I wrote earlier this month about the United States Conference of Catholic Bishops' refusal to publicly denounce this outrageous bill, which their colleagues in Uganda are supporting. But while I've sadly come to expect silence and inaction on LGBT human rights issues from the Roman Catholic hierarchy, I'm disturbed by the official silence on this bill that's coming from a very unlikely place: the Obama administration.

Let me be clear: I am in no way suggesting that the current administration is anti-gay. To the contrary, President Obama is the most outspokenly pro-LGBT president in American history, and his administration's lengthy list of first-term accomplishments reflects his support of our community. In previous years the administration has also made its position on Uganda's Anti-Homosexuality Bill abundantly clear: President Obama and Secretary of State Hillary Clinton both condemned it at the 2010 National Prayer Breakfast, and last year a State Department spokesperson called the bill "odious." Also last year Clinton delivered a landmark address to the United Nations on LGBT rights in recognition of International Human Rights Day; she famously declared that "gay rights are human rights, and human rights are gay rights."

But during this latest iteration of the Anti-Homosexuality Bill, when it appears closer to passage than ever before, the White House and the State Department have so far declined to make any further comment about the legislation. The State Department sent a top official to meet with Ugandan leaders over the weekend and ask them to "look very carefully" at the "kill the gays" bill, but as of this writing the State Department has not outlined any potential consequences for Uganda should it pass. And in a daily briefing Monday, a department spokeswoman refused to answer reporters' questions about whether the United States would join nations like Sweden and the United Kingdom in cutting off Uganda's foreign aid in the event that the Anti-Homosexuality Bill becomes law. (American aid to Uganda currently amounts to nearly half a billion dollars.)

Mr. President and Madam Secretary: Your demonstrated commitment to advancing equality at home and professed support for the worldwide spread of LGBT rights is commendable, but it's time to put a little foreign policy muscle behind your encouraging words.
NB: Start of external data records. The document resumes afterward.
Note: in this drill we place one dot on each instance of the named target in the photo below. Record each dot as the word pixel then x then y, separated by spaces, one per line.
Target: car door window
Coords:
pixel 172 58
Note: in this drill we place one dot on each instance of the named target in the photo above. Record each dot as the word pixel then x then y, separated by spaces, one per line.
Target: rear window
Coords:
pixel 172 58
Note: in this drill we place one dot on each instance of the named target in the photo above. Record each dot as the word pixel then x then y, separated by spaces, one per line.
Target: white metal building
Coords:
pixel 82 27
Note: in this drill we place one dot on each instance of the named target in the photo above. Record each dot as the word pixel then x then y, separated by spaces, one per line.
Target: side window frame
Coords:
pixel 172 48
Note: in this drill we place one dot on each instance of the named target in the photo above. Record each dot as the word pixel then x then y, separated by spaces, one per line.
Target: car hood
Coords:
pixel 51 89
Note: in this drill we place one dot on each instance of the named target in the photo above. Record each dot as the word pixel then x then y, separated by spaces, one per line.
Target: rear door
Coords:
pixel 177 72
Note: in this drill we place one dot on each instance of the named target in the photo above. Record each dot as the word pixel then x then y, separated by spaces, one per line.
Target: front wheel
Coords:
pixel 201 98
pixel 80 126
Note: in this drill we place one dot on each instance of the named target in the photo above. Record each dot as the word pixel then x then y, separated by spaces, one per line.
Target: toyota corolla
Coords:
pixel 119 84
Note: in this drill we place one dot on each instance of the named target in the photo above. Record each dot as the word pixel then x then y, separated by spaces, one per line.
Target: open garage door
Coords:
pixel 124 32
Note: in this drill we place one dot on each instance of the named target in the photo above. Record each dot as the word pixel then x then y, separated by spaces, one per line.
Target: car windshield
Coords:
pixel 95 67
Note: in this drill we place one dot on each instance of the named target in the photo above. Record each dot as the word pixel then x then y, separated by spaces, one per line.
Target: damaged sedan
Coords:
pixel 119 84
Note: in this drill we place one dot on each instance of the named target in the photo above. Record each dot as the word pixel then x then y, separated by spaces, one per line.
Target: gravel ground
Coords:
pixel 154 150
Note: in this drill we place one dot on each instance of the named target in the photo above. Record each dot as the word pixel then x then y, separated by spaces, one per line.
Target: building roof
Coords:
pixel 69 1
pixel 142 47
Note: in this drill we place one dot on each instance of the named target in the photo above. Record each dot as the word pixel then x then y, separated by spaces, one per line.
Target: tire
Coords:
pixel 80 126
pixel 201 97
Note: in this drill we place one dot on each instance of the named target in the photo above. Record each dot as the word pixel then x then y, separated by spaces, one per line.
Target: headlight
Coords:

When thousands of LGBT Ugandans face the very real threat of death or life imprisonment for the "crime" of simply being who they are, silence is not an option. You must speak out again about this reprehensible bill and publicly urge Ugandan President Yoweri Museveni to make good on his 2009 promise to veto it if it should ever reach his desk. You should also seriously consider reducing or even eliminating foreign aid payments to Uganda if that nation chooses to embrace genocide, and encouraging prominent NGOs like the Clinton Foundation and the Bill & Melinda Gates Foundation to do the same. After all, if the bill passes and American assistance continues to flow into Uganda uninterrupted, it will send a message to Uganda and other anti-gay countries across the globe that American statements of support for LGBT human rights abroad are totally toothless -- mere words.

The whole world is watching. Millions of LGBT people across the globe count on the United States to stand up and speak out for our imperiled siblings in Uganda. And LGBT Ugandans look to you because their very lives hang in the balance.